Симона в отчаянии качает головой.
— Тогда это Антонен. Я так и думал, что вдовство тяготит его. Лицемер! И таких людей я принимаю в своем доме! Да еще с благословения священника! Но, клянусь вам, все изменится. Вам нечего мне сказать? Хорошо же! Вы пожалеете.
С этого момента между Симоной и мужем воцаряется молчание. Они избегают друг друга. За столом больше не обмениваются ни одним словом. Далюэр ищет, ищет… И вдруг находит. Он берет кусочек сахара и так и застывает, держа его в серебряных щипцах над своей чашкой кофе. Это старинные щипцы в виде лапок хищника с длинными когтями. Он смотрит на эти когти, затем переводит взгляд на жену, роняет сахар, поднимается из-за стола и уходит.
Час спустя, в библиотеке, он пробует капкан, который принес из оранжереи. Он вычистил его, протер, смазал. Ловушка готова: открытые челюсти с двумя рядами треугольных, как у акулы, зубов. Далюэр снимает со стены хлыст для псовой охоты и вставляет рукоятку в разверстую челюсть. Капкан с громким щелканьем захлопывается. Он такой тугой, что Далюэру приходится приложить немало усилий, чтобы освободить хлыст. На рукоятке остались глубокие следы. Далюэр еще колеблется. Но гнев берет верх. Он хватает капкан и, выйдя в сад, направляется к стене. Неторопливо вынимает камень, ощупывает отверстие, заряжает капкан и аккуратно пристраивает его. Камень возвращается на место, и стена обретает прежний вид. Удовлетворенный, Далюэр закуривает.
Наступила ночь, а сентябрьская ночь куда более душистая, чем майская.
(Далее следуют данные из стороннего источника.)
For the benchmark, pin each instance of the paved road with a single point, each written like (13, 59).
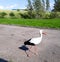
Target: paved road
(13, 37)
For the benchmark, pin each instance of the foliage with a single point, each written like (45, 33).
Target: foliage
(57, 5)
(41, 23)
(47, 4)
(12, 15)
(2, 14)
(55, 15)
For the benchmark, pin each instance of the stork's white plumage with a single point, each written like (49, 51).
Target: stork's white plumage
(38, 39)
(32, 42)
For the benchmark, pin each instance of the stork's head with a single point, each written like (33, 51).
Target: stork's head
(41, 32)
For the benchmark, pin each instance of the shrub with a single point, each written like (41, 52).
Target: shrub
(12, 15)
(46, 15)
(2, 14)
(53, 15)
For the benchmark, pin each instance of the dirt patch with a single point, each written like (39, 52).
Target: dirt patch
(13, 37)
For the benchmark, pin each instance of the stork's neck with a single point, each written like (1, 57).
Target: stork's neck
(41, 34)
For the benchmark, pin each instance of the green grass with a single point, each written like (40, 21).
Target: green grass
(40, 23)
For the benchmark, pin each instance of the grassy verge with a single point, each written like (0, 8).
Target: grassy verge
(41, 23)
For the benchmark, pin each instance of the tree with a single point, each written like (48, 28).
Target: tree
(57, 5)
(47, 5)
(43, 3)
(2, 14)
(38, 7)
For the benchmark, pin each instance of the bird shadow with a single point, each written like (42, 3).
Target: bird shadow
(3, 60)
(24, 48)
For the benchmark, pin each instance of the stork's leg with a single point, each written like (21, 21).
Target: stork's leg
(36, 50)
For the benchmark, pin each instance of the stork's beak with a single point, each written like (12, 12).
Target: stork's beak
(44, 33)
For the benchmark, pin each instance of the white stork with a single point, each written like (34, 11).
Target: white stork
(35, 41)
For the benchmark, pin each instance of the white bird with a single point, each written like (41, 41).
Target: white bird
(34, 41)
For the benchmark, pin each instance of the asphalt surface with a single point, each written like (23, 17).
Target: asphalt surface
(12, 47)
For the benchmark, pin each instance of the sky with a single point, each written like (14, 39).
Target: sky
(17, 4)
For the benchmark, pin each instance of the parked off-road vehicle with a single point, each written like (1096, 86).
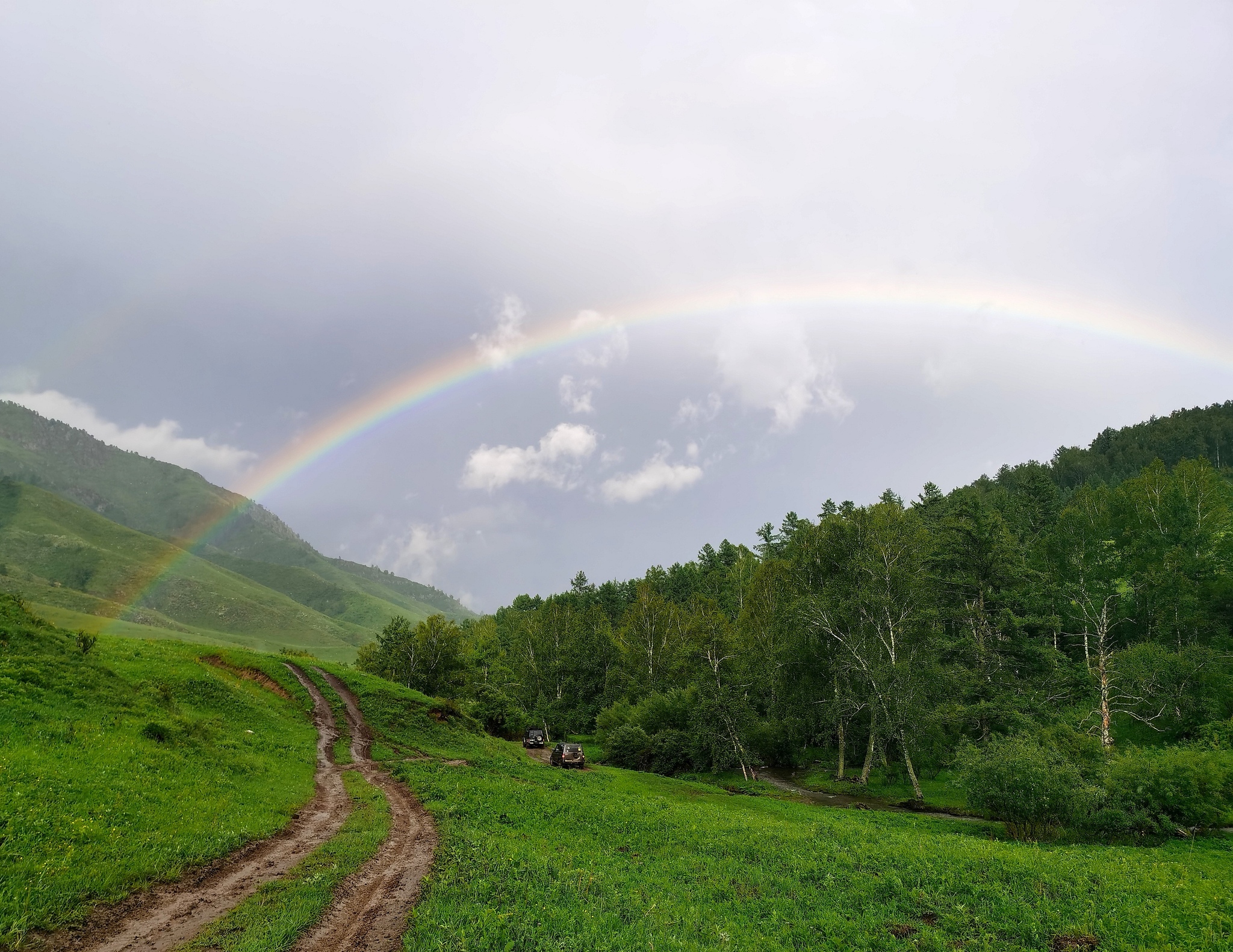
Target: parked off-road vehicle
(569, 755)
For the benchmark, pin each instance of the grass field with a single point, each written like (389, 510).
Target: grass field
(535, 858)
(130, 764)
(939, 791)
(273, 918)
(93, 806)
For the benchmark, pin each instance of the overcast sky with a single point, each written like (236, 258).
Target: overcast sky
(221, 222)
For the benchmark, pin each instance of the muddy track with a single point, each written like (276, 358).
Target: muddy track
(173, 913)
(370, 909)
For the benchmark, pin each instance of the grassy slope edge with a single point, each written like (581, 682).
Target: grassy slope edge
(94, 805)
(281, 910)
(535, 858)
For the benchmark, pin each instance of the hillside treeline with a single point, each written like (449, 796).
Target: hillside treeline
(895, 632)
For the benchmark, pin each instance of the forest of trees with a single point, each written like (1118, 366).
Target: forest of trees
(1088, 601)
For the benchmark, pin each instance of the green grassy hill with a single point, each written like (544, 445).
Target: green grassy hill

Поль торопится. Может быть, сегодня наконец он получит ответ… В любом случае Поль уверен, что она взволнованна, и если бы не этот Далюэр, внушающий всем страх… Полю не нужен ответ. Главное, и самое интересное, — это писать самому. По сути, когда он пишет, то ни к кому не обращается. Он говорит о любви для собственного удовольствия, потому что слова будят живые картины, картины — чувства, а чувства — мысли. И тогда ему хочется творить, подобно Господу. Он видит здания, площади, города. Своим карандашом он будто оживляет пространства. Симона… Ха! Симона нужна ему лишь для разжигания этого чувственного огня. Хотя она и красива. И серьезна. Поль старается представить ее жизнь с Далюэром. Особенно зимой, когда побережье превращается в элитный санаторий для зажиточных людей. Что она делает тогда? Что читает? Восставала ли против рутинных будней? Может быть, именно с этой надеждой он ей и пишет. Она должна знать, что заслуживает любви. Она должна сопротивляться медленному изнурению смирением. Он достает из бумажника письмо и смеется от удовольствия. Завтра вечером у нее найдутся для него нежные взгляды, сомневающиеся, настойчивые, а он раздавит Далюэра в шахматном поединке.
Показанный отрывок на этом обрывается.